2011 has seen some high profile postponements, but the pipeline remains strong, suggesting companies are holding out for a better pricing environment and for capacity to return following the Glencore IPO.
Capital raising proceeds, 2007–1H2011
Source: EY Analysis
Strong secondary equity issuance in 1H 2011
The materials sector was the most active globally by volume of issues, and raised the second highest proceeds after the financial services sector.
Proceeds increased year on year, with some large fundraisings by mid-tier miners and metals producers for capital investment and acquisitions. Junior companies accounted for around a third of the proceeds raised and 94% of volume of issues, raising, on average, proceeds of US$6 million for working capital and project development.
Steel, gold, iron ore and coal attracted the most investment but rare earths also emerged.
There is also a strong pipeline of spin-off IPOs to unlock value in standalone projects or product groups going into 2H 2011.

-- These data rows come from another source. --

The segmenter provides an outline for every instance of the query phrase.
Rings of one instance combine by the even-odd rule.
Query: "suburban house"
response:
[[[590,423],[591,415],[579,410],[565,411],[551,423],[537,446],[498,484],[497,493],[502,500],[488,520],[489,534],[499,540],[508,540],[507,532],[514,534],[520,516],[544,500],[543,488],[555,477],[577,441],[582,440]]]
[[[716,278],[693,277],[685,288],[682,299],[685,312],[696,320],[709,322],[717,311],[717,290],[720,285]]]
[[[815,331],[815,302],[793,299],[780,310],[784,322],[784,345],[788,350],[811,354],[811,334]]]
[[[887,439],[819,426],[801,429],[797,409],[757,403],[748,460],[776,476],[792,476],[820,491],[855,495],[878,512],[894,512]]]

Buoyant bond market supports mining and metals high yield issues
Corporate bonds remained in demand in 1H2011 as market conditions continue to be buoyant, keeping down the cost of issue at 2010's record low levels. There was a rush to market in May, ahead of an expected rise in benchmark rates, but persistent market volatility and economic uncertainty in June eroded risk appetite.
The coupon on high yield issues fell to a new low of 6.64% in May (across all sectors) and Vedanta resources took advantage, issuing one of India's largest ever bonds by a non-financial issuer at a coupon of 6.75%.
The proportion of high yield issuance increased, reflecting appetite for higher risk/higher return investments. Three of the top 10 issues were high yield, while the mining and metals sector was the second largest issuer of high yield notes (ex. financial services).
A greater proportion of proceeds were used for purposes other than financing in 1H2011, but refinancing is still a primary driver.
Loans: bank support for mining and metals M&A
Loan proceeds and volumes are ahead of the same period a year ago, reflecting growth in M&A activity — some of the industry's biggest acquirers have borrowed to part-finance their acquisitions.
There is a greater availability of bank debt, but it is an issue of affordability. Interest rates, while moving in the right direction, remain high compared with the previous debt cycle.
Loans to junior companies were few and far between — the risks generally too great for commercial banks. Juniors instead relying on equity investors and multilaterals/development banks for project finance.
A large proportion of loans were for refinancing, a trend reflected across all sectors — only 35% of global issuance represented new loan assets in Q12011.
The year's largest loan so far was by Glencore — borrowing US$12 billion prior to the IPO, for refinancing purposes. Asian and Western European producers in the steel sector dominated the loans market, borrowing for acquisitions, project finance, capital expenditure, working capital and refinancing.
Capital raising outlook in mining and metals
We expect significant IPO activity in the second half of 2011, carrying through to 2012.
There are signs of willingness by banks to lend for acquisitions again — this willingness will be tested if transformational deals do make a return.
However, volatility is likely to be a key theme throughout the remainder of 2011, influencing investor sentiment and appetite for risk. Timing will be critical as this volatility is likely to impact valuations and increase the cost of borrowing.
Junior companies, reliant largely on equity markets to deliver growth, will be highly vulnerable to investor sentiment and volatile reaction to global events (e.g., uranium).